If the above fixes your problem, then great! You can add the fix to your build process by using the <edit-config> tag in your cordova project's config.xml file as follows:

<?xml version='1.0' encoding='utf-8'?>
<widget id="replace.with.your.app.id" version="replace.with.app.version" xmlns="http://www.w3.org/ns/widgets" xmlns:cdv="http://cordova.apache.org/ns/1.0" xmlns:android="http://schemas.android.com/apk/res/android">

    <!-- ... -->

    <!-- https://cordova.apache.org/docs/en/10.x/plugin_ref/spec.html#edit-config -->
    <edit-config file="AndroidManifest.xml" mode="merge" target="/manifest">
    <manifest android:hardwareAccelerated="false" />
    </edit-config>
    <edit-config file="AndroidManifest.xml" mode="merge" target="/manifest/application">
        <application android:hardwareAccelerated="false" />
    </edit-config>

    <!-- ... -->

</widget>

Note the xmlns:android="http://schemas.android.com/apk/res/android" attribute in the <widget> tag. That is needed so that gradle will understand the android:hardwareAccelerated attribute.

4
Meer On

since past few days we have been experiencing the same issues with all of our sencha touch and cordova based app's. Many of our app users have been reporting this weird behavior and it was really hard to figure that the culprit was actually an update to android system webview.

Original issue's can be viewed here, as they have already been reported to google.

http://code.google.com/p/chromium/issues/detail?id=481380 https://code.google.com/p/chromium/issues/detail?id=479767

Though it's already fixed in WebView 42.0.2311.138 which is released to beta channel.
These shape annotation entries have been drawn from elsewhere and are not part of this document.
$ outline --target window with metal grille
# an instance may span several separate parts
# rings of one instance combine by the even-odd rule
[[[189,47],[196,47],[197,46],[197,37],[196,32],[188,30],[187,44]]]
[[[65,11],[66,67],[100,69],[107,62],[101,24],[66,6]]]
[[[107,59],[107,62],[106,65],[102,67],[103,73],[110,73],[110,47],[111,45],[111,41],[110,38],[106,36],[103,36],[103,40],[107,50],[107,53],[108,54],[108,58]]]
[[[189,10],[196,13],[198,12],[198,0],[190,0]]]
Let's hope this will rolled out to stable soon.

For now the workaround mentioned by @bardu seems to be the only viable solution.

1
Alexis Menard On

You should checkout https://crosswalk-project.org/ which allows you to pack the chromium web engine together with your application inside your APK. Therefore you are not exposed to these kind of problems. You update the engine when you want and you can run proper QA before pushing it to users. Crosswalk is compatible with various tools like Famo.us, Cordova, PhoneGap and many more and you can deploy back to And4.0.